CategoricalTimeSeries.replace_zeros — Function

replace_zeros(arr::Array{Float64,2}, cut = 10^-305)

Replaces zeros (values below 'cut') by 'cut' to avoid exponential term causing NaN at high beta values.

CategoricalTimeSeries.search_optima! — Function

search_optima!(m::IB, n_iter = 10000)

The original IB algorithm can converge to a local optima. To find the global optima, searchoptima! performs 'niter' optimization of input model 'm', randomly re-initializing it at every iteration. The best optimization is kept and 'm' is modified in-place.

CategoricalTimeSeries.sort_decreasing — Method

sort_decreasing(arr)

Returns the indices needed to sort input array in decreasing order.

CategoricalTimeSeries.spectral_envelope — Method

Computes the spectral envelope of the given time-series. input: - ts: the time series to analyse - m : the degree of smoothing wished. m corresponds to the number of neighbooring points that are mixed with given point to realize the smoothing. output: - Frequencies : list of points corresponding to the involved frequencies. contained in [0,0.5] - amplitude : values of the spectral envelope for each given frequency point. - eigenvectors : the optimal scaling for the different categories, for each frequency point. - categories : the list of categories present in the data.

CategoricalTimeSeries.symbol_probabilities — Method

Returns dictionnary containing the probability of each symbol found in ts.

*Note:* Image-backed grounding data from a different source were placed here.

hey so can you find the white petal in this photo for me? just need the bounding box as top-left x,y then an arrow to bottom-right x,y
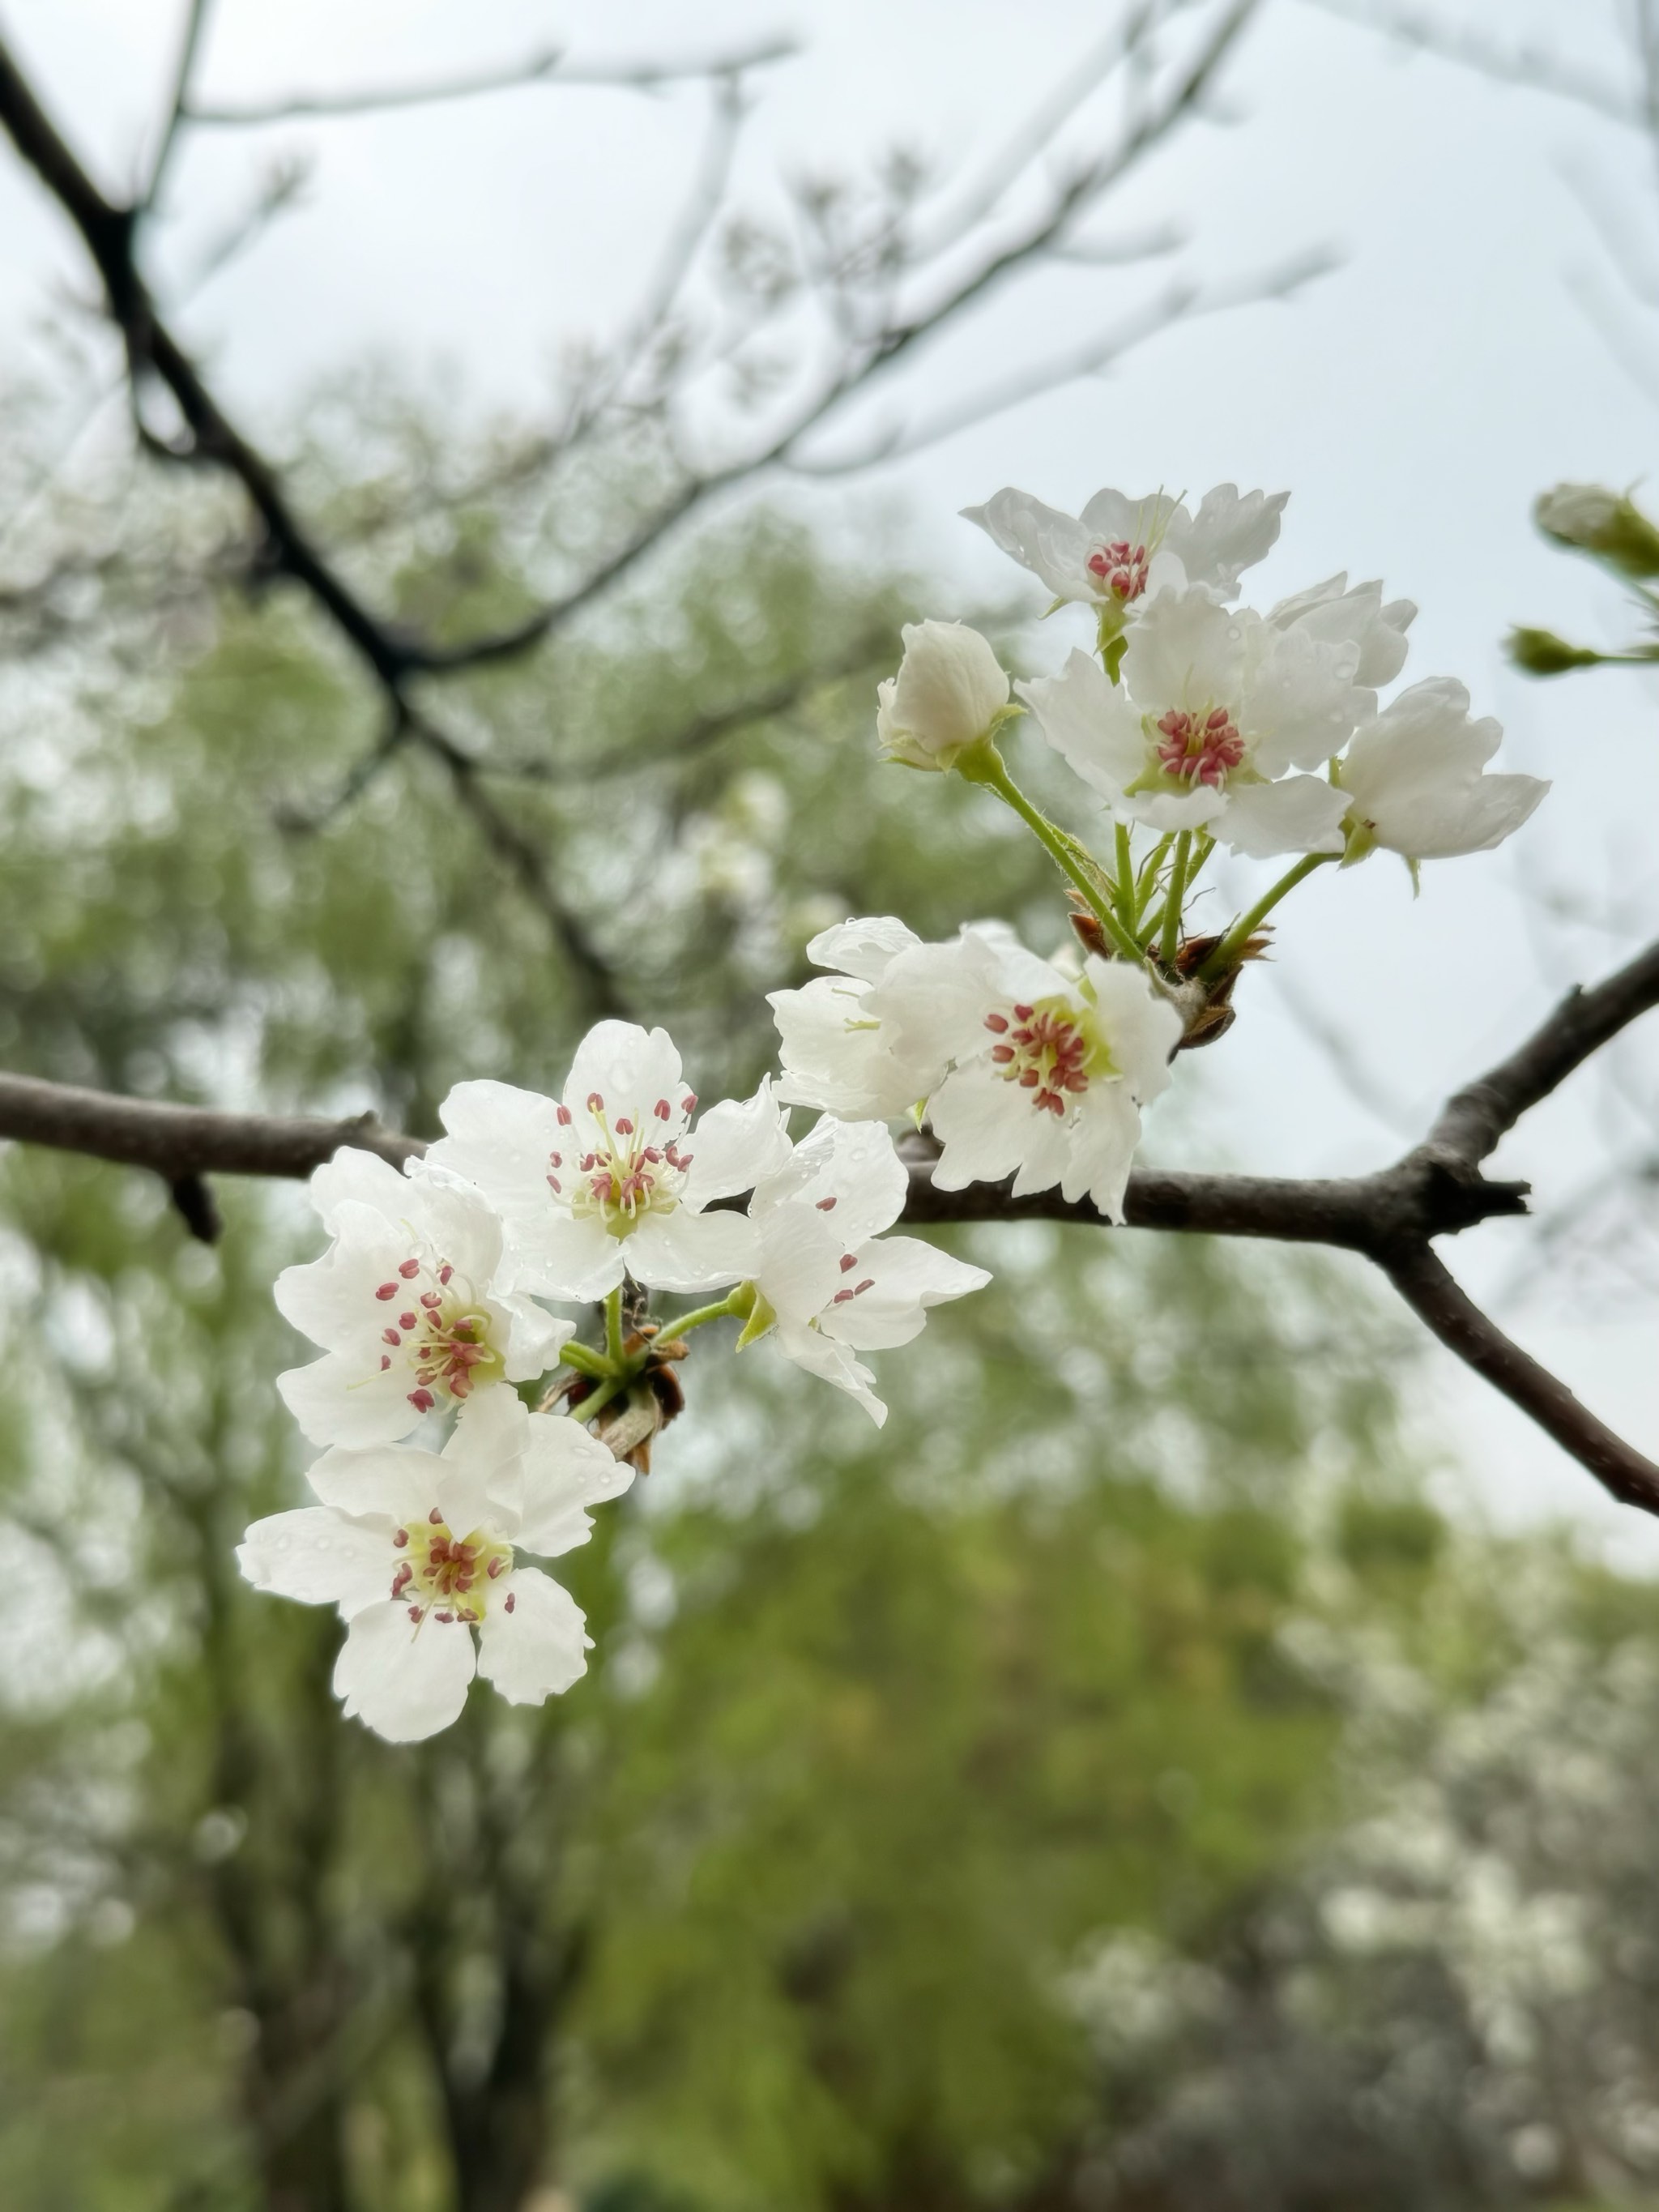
817,1233 -> 990,1351
770,1320 -> 887,1425
866,929 -> 1010,1080
305,1442 -> 439,1524
499,1295 -> 574,1382
335,1602 -> 476,1741
1124,588 -> 1247,711
1163,485 -> 1287,598
442,1386 -> 531,1528
1240,617 -> 1367,776
514,1412 -> 633,1557
1078,485 -> 1183,549
1081,957 -> 1183,1107
751,1202 -> 847,1330
237,1508 -> 393,1614
277,1351 -> 420,1450
272,1213 -> 405,1347
1018,649 -> 1146,805
770,975 -> 920,1118
1217,775 -> 1348,860
624,1206 -> 760,1293
305,1145 -> 414,1234
961,488 -> 1097,601
425,1079 -> 566,1249
1123,785 -> 1226,835
1341,678 -> 1547,857
755,1117 -> 908,1245
564,1022 -> 684,1123
476,1567 -> 591,1703
804,914 -> 920,982
510,1209 -> 625,1304
927,1061 -> 1045,1192
681,1078 -> 794,1206
398,1169 -> 507,1288
1269,572 -> 1416,687
1059,1084 -> 1144,1223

CategoricalTimeSeries.theils_u — Method

theils_u(x, Lags)

Measures what portion of the information associated to the values in 'x' is know at t + lag if the value 'x' is known at t. Input : x : a categorical time-series lags : an array of lags onto U is computed. returns: U : an array of U for the given values in 'Lags'.

CategoricalTimeSeries.update_c_matrix! — Method

update_c_matrix!(collision_matrix, masked_S)

Updates the collision matrix by adding 1 in the row where repetitions of a motif are found. The row are the index of the repetitions, the column represent the first found motif of this type. An exclusion zone is applied to tackle trivial neighbours motifs.

CategoricalTimeSeries.varcov — Method

Computes the covariance-variance matrix of a given time-series.